Posted to issues@spark.apache.org by "flykobe cheng (JIRA)" <ji...@apache.org> on 2015/05/27 11:34:17 UTC
[jira] [Created] (SPARK-7891) Python class in __main__ may trigger
AssertionError
flykobe cheng created SPARK-7891:
------------------------------------
Summary: Python class in __main__ may trigger AssertionError
Key: SPARK-7891
URL: https://issues.apache.org/jira/browse/SPARK-7891
Project: Spark
Issue Type: Bug
Components: PySpark
Affects Versions: 1.2.0
Environment: Linux, Python 2.7.3
pickled by Python pickle Lib
Reporter: flykobe cheng
Priority: Minor
Callback functions for spark transformations and actions will be pickled.

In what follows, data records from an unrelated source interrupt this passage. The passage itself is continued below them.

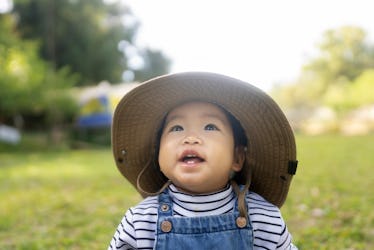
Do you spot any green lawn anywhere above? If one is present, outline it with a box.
[0,135,374,249]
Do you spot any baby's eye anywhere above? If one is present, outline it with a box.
[169,125,183,132]
[204,124,219,130]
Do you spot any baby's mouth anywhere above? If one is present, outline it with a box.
[179,152,205,164]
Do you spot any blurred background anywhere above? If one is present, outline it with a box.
[0,0,374,249]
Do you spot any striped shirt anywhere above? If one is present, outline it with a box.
[108,184,297,249]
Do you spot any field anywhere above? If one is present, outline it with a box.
[0,135,374,249]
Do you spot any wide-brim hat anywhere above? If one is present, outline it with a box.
[112,72,297,207]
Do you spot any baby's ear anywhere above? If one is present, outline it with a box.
[232,146,246,172]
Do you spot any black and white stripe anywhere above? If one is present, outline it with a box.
[108,185,297,249]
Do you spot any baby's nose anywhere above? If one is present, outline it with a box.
[183,136,201,144]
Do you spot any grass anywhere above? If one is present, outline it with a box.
[0,135,374,249]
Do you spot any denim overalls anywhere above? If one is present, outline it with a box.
[154,189,253,250]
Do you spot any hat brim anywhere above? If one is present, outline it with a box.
[112,72,296,207]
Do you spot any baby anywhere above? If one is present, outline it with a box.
[108,72,297,250]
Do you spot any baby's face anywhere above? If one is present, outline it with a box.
[158,102,242,193]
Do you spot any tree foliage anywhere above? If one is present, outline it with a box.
[273,26,374,111]
[14,0,168,85]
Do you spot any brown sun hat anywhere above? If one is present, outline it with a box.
[112,72,297,207]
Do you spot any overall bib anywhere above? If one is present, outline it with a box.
[154,189,253,250]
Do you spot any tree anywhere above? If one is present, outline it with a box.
[0,15,77,128]
[304,26,374,88]
[273,26,374,111]
[14,0,168,85]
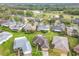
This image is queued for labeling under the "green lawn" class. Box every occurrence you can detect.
[0,26,78,56]
[0,26,57,56]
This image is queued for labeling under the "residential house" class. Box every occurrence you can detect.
[9,22,25,31]
[33,35,49,55]
[51,23,66,32]
[66,26,78,36]
[52,36,69,56]
[0,31,13,44]
[37,24,50,31]
[73,44,79,55]
[23,23,36,32]
[72,18,79,25]
[13,36,32,56]
[1,20,16,27]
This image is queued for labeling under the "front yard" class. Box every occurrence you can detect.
[0,26,78,56]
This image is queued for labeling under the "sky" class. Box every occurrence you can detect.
[0,0,79,3]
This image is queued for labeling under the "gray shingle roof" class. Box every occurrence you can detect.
[33,35,49,48]
[52,36,69,52]
[0,32,12,44]
[13,37,32,54]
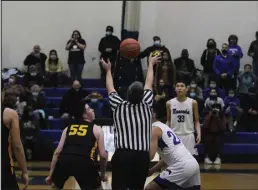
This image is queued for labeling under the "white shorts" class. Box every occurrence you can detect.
[176,133,198,155]
[154,158,201,189]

If the callback is instancemethod of __main__ module's class, and the class has more than one instancemethod which using class properties or classmethods, the class will be pickled twice, and 'pickle.memoize' twice, then trigger AssertionError.
Demo code:
class AClass(object):
_class_var = {'classkey': 'classval', }
def main_object_method(self, item):
logging.warn("class var by %s: %s" % (sys._getframe().f_code.co_name, AClass._class_var['classkey']))
def main_object_method2(self, item):
logging.warn("class var by %s: %s" % (sys._getframe().f_code.co_name, AClass._class_var['classkey']))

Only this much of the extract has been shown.